Menanggapi hal ini, Pengurus Mushala An-Nur mencoba untuk menyusun modul ceramah/kultum Ramadhan agar isinya lebih terarah dan bermanfaat banyak, sehingga jamaah bisa mengulang dan membaca kembali topik pembahasan kultum yang telah disampaikan di masjid atau mushala. Meski dikaitkan pada kegiatan kultum, dengan tidak menghilangkan esensi dan substansi buku ini, setiap babnya layak sekali untuk dibaca sebagai penambah pengetahuan kita semua.

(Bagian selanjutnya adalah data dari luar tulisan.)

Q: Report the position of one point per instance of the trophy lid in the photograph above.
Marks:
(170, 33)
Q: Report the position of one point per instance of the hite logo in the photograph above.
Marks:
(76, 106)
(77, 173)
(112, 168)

Buku ini menyinggung banyak perkara terkait Ramadhan, seperti pengertian puasa, zakat, takwa, tarawih ditinjau dari sejarah, dan hikmahnya serta korelasinya dengan puasa. Kemudian ada pembahasan mengenai ibadah individual dan sosial, iman kepada perkara gaib, janji dan ancaman bagi yang menghianatinya, hidayah dan kebahagiaan, ihsan, infak, amarah, menjadi pemaaf dan masih banyak lagi pembahasan menarik di dalamnya.

Dengan judul “30 Hari Menuju Takwa”, buku ini disusun oleh 6 penulis dengan atribusi Mahasiswa UIN Jakarta. لعبة بلاك جاك تحميل Keenam penulis tersebut merupakan alumni dari pesantren yang berbeda-beda. Buku tersebut ditulis sebagai panduan kultum dan juga bahan bacaan dalam rangka menambah wawasan yang semoga mengantarkan pada takwa, sebagaimana judul yang tertera pada buku ini.

Buku setebal 168 halaman menampilkan dalil-dalil ayat Alquran dan hadis beserta penjelasan dari para ulama baik klasik maupun kontemporer yang dinukil dari kitab-kitab yang kredibel. Buku ini diterbitkan oleh Yayasan Ambil Peran Indonesia dan didukung oleh Pesantren Development Project yang nantinya akan dibagikan secara gratis ke berbagai lembaga pendidikan atau syiar agama seperti pesantren, madrasah, masjid dan musola. Selain itu, buku ini juga akan dibagikan dalam bentuk e-book dan  melalui link di bawah ini.